Tracking receptors using individual fluorescent and nonfluorescent nanolabels.

The plasma membrane is a fluid-mosaic structure in which some molecules seem to be randomly distributed and others show a precise compartmentalization that is related to their functional properties. These membrane domains are submicrometer in size and therefore are close to or below the optical diffraction limit. This makes their study difficult by conventional microscopy. Moreover, these compartments are usually dynamic in size and composition as their component molecules can continuously enter and exit by diffusion.
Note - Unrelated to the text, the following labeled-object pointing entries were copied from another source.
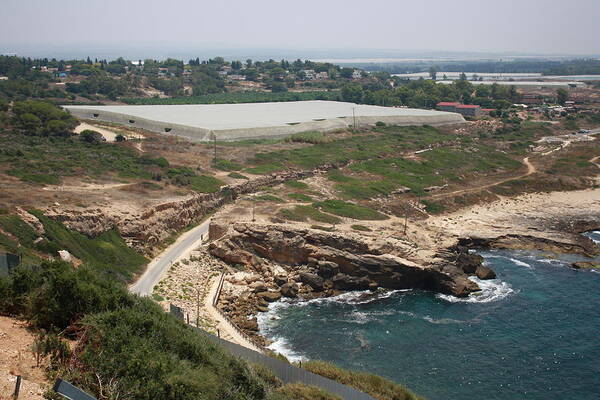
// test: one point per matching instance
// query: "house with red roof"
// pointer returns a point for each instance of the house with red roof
(470, 110)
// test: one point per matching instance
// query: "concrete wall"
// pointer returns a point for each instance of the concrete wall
(195, 134)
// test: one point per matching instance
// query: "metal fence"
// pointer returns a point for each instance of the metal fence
(289, 373)
(286, 372)
(243, 334)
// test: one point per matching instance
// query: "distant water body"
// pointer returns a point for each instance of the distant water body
(532, 334)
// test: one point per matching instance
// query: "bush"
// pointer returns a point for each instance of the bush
(298, 391)
(376, 386)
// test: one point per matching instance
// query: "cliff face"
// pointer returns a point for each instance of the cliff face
(147, 229)
(331, 261)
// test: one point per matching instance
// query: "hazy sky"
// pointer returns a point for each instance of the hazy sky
(526, 26)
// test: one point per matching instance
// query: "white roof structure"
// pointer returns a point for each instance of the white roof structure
(253, 120)
(542, 84)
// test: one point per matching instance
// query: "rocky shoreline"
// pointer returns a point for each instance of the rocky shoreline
(290, 262)
(293, 262)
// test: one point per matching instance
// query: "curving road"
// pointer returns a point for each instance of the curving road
(178, 250)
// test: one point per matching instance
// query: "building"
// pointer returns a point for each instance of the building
(8, 262)
(470, 110)
(309, 74)
(163, 71)
(449, 106)
(237, 77)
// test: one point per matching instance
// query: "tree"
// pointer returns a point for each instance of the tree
(433, 72)
(562, 96)
(352, 93)
(346, 73)
(278, 87)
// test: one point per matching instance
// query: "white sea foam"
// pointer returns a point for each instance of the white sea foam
(491, 290)
(597, 233)
(519, 262)
(281, 345)
(442, 321)
(514, 260)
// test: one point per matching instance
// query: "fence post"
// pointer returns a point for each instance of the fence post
(17, 387)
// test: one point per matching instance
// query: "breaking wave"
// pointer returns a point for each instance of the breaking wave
(491, 290)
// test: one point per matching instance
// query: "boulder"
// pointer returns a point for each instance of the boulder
(484, 272)
(269, 296)
(312, 280)
(346, 282)
(289, 290)
(585, 265)
(280, 279)
(469, 262)
(248, 324)
(65, 255)
(328, 269)
(259, 286)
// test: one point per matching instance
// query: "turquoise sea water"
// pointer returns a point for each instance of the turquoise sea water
(532, 334)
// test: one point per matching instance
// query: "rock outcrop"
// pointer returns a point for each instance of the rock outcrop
(322, 261)
(146, 230)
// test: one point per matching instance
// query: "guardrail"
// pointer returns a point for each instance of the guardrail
(243, 334)
(288, 373)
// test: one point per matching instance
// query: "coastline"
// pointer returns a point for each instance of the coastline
(543, 221)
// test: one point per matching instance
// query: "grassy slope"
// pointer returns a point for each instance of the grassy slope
(107, 252)
(45, 160)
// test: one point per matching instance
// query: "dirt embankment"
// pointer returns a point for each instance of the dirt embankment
(17, 358)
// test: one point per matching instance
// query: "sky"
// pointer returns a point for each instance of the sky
(361, 28)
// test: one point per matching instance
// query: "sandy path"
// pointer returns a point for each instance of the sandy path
(226, 330)
(85, 187)
(522, 215)
(530, 170)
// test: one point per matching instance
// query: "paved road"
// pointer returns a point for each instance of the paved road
(178, 250)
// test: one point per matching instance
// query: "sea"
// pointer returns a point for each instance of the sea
(532, 333)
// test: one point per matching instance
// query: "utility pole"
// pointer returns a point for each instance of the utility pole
(215, 144)
(405, 218)
(197, 306)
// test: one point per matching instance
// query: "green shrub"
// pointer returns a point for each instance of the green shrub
(227, 165)
(300, 197)
(432, 207)
(265, 169)
(303, 213)
(361, 228)
(298, 391)
(267, 197)
(312, 137)
(376, 386)
(236, 175)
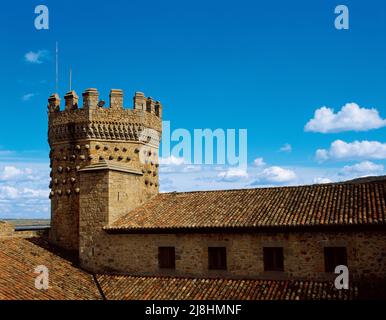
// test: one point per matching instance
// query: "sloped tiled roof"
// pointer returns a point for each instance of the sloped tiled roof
(314, 205)
(164, 288)
(18, 260)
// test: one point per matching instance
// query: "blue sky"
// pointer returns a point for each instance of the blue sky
(263, 66)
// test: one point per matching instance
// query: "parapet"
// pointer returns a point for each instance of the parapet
(91, 102)
(93, 120)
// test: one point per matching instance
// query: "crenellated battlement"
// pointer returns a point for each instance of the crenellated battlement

Real-time, high-resolution, live-imaging methods rather than static imaging are thus required to reflect the real behavior of membrane molecules. Single-molecule techniques fulfill these requirements, as they provide information about the dynamics of molecules, together with nanometer resolution to study their distribution. Here we describe imaging and tracking techniques using nanometer-sized optical labels for the study of the movement of individual or small assemblies of membrane proteins. These labels include fluorescent dyes, luminescent nanocrystals, and absorbing metallic nanoparticles. Single-molecule tracking (SMT), with the use of organic dyes and semiconductor quantum dots (QDs), and single-particle tracking (SPT), with the use of gold nanoparticles, allow one to study the diffusion of individual molecules, their compartmentalization, and their interactions with other molecules. This protocol describes three methods for imaging and tracking membrane proteins: SMT using an organic dye, quantum dot tracking (QDT), and single-nanoparticle photothermal tracking (SNaPT) using gold nanoparticles. Organic dyes and QDs are tracked by single-molecule epifluorescence microscopy. Gold nanoparticles are detected by photothermal heterodyne imaging (PHI) and tracked using a triangulation scheme.